A Relative Error-Based Evaluation Framework of Heterogeneous Treatment Effect Estimators

ICLR 2026 Conference SubmissionAnonymous Authors
Causal InferenceConditional Average Treatment EffectRelative ErrorRobust Evaluation
Abstract:

While significant progress has been made in heterogeneous treatment effect (HTE) estimation, the evaluation of HTE estimators remains underdeveloped. In this article, we propose a robust evaluation framework based on relative error, which quantifies performance differences between two HTE estimators. We first derive the key theoretical conditions on the nuisance parameters that are necessary to achieve a robust estimator of relative error. Building on these conditions, we introduce novel loss functions and design a neural network architecture to estimate nuisance parameters, thereby obtaining a robust estimation of relative error. We provide large sample properties of the proposed relative error estimator. Furthermore, beyond evaluation, we propose a new learning algorithm for HTE that leverages both the previously HTE estimators and the nuisance parameters learned through our neural network architecture. Extensive experiments demonstrate that our evaluation framework supports reliable comparisons across HTE estimators, and the proposed learning algorithm for HTE exhibits desirable performance.

Disclaimer
This report is AI-GENERATED using Large Language Models and WisPaper (A scholar search engine). It analyzes academic papers' tasks and contributions against retrieved prior work. While this system identifies POTENTIAL overlaps and novel directions, ITS COVERAGE IS NOT EXHAUSTIVE AND JUDGMENTS ARE APPROXIMATE. These results are intended to assist human reviewers and SHOULD NOT be relied upon as a definitive verdict on novelty.
NOTE that some papers exist in multiple, slightly different versions (e.g., with different titles or URLs). The system may retrieve several versions of the same underlying work. The current automated pipeline does not reliably align or distinguish these cases, so human reviewers will need to disambiguate them manually.
If you have any questions, please contact: mingzhang23@m.fudan.edu.cn

Overview

Overall Novelty Assessment

The paper proposes a robust evaluation framework for heterogeneous treatment effect estimators based on relative error, which quantifies performance differences between two HTE estimators. According to the taxonomy, this work sits in the 'Relative Error and Comparative Assessment' leaf, which contains only three papers total. This is a notably sparse research direction within the broader evaluation landscape, suggesting the paper addresses a relatively underexplored aspect of HTE estimator comparison. The leaf focuses specifically on frameworks using relative error or comparative metrics to rank estimators when ground truth is unobservable.

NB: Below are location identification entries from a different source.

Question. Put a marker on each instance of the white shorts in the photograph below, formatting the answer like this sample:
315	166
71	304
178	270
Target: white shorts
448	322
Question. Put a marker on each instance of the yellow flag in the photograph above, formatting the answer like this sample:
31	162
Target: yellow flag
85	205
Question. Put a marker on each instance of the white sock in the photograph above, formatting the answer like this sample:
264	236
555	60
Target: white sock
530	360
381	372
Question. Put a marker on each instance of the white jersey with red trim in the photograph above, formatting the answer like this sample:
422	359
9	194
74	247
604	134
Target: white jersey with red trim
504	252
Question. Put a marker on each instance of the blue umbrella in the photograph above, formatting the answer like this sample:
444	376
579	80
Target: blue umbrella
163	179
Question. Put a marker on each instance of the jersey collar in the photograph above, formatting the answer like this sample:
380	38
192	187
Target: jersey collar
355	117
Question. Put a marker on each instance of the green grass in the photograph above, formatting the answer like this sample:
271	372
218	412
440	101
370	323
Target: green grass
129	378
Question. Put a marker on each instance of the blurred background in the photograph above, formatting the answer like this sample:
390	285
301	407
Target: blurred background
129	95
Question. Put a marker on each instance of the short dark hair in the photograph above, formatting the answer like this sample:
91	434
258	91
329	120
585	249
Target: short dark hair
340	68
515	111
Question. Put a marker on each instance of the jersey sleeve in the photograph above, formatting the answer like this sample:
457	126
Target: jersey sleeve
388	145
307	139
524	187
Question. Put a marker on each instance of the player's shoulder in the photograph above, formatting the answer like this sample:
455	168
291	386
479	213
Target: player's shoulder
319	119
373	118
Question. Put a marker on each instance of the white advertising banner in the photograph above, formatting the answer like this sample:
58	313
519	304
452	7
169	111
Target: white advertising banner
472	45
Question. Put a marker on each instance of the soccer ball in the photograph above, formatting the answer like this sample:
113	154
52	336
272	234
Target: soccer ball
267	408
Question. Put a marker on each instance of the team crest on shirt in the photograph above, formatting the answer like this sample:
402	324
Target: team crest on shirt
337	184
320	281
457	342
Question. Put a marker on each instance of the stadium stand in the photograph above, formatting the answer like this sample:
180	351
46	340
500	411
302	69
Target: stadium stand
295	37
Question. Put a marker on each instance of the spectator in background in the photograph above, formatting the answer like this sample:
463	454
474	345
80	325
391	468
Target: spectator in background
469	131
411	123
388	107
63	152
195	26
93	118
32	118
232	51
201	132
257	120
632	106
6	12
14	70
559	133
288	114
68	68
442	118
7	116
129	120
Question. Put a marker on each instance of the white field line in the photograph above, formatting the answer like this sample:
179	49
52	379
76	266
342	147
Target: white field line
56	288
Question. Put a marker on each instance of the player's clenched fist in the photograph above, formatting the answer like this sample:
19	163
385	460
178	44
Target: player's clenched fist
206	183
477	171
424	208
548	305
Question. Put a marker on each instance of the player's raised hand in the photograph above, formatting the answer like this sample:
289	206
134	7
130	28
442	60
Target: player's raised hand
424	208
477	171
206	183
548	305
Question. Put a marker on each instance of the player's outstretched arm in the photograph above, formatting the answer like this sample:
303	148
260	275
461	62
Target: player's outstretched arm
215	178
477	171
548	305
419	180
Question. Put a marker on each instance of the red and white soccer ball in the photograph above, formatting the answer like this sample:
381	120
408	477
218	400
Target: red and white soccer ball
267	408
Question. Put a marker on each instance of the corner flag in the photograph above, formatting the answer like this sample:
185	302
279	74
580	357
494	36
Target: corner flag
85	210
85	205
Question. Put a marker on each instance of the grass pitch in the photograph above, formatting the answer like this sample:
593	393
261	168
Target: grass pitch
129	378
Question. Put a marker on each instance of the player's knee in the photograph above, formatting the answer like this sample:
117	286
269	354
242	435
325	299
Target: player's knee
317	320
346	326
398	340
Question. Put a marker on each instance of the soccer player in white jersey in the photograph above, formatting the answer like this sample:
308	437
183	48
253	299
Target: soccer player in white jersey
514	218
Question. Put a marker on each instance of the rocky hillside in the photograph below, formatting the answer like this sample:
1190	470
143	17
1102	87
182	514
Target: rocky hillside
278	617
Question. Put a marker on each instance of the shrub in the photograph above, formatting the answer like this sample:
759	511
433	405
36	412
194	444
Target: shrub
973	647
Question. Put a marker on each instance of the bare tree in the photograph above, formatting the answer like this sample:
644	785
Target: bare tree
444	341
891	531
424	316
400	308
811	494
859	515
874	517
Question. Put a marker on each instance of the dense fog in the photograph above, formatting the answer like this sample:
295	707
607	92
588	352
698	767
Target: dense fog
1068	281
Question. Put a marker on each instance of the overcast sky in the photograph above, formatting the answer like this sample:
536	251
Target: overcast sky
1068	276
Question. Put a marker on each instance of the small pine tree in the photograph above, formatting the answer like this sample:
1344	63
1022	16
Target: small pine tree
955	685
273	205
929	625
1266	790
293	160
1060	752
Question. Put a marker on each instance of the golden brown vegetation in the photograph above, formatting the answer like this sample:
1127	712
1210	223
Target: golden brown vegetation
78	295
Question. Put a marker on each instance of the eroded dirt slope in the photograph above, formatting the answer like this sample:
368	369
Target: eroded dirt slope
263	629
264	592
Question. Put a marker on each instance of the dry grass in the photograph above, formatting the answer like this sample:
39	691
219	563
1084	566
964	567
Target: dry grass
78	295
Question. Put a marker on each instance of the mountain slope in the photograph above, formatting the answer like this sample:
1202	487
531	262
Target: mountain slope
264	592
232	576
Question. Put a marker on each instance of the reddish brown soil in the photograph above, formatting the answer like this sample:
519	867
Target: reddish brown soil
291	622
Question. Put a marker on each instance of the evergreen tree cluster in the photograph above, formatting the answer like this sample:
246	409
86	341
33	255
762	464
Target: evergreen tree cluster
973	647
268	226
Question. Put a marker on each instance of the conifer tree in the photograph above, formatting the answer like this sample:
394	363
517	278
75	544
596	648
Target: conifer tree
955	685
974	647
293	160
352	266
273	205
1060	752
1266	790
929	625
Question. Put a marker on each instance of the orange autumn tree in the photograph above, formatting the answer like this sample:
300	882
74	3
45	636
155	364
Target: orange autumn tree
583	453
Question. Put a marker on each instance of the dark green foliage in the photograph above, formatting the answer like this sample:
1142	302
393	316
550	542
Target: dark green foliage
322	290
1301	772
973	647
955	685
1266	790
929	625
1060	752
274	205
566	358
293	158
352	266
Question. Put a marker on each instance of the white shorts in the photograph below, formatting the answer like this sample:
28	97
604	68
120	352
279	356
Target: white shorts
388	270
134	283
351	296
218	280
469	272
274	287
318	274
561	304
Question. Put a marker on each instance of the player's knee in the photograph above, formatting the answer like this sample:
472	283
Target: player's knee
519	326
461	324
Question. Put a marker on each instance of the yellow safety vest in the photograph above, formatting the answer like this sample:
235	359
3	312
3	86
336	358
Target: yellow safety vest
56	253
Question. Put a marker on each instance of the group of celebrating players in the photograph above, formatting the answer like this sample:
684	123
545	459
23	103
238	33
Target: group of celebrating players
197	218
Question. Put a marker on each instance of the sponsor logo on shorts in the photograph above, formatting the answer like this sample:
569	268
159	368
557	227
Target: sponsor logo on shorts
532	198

The taxonomy reveals that the broader 'Evaluation Metrics and Frameworks' branch contains five distinct evaluation approaches, including model selection methods, calibration assessment, matching-based evaluation, and experimental metrics. The paper's focus on relative error distinguishes it from neighboring leaves like 'Calibration and Uncertainty Quantification' (four papers) and 'Model Selection and Surrogate Metrics' (three papers). While calibration methods assess prediction reliability and model selection approaches develop surrogate metrics, this work concentrates on direct comparative assessment between estimators. The taxonomy's scope notes clarify that relative error frameworks explicitly exclude calibration assessment, positioning this contribution as complementary to rather than overlapping with uncertainty quantification approaches.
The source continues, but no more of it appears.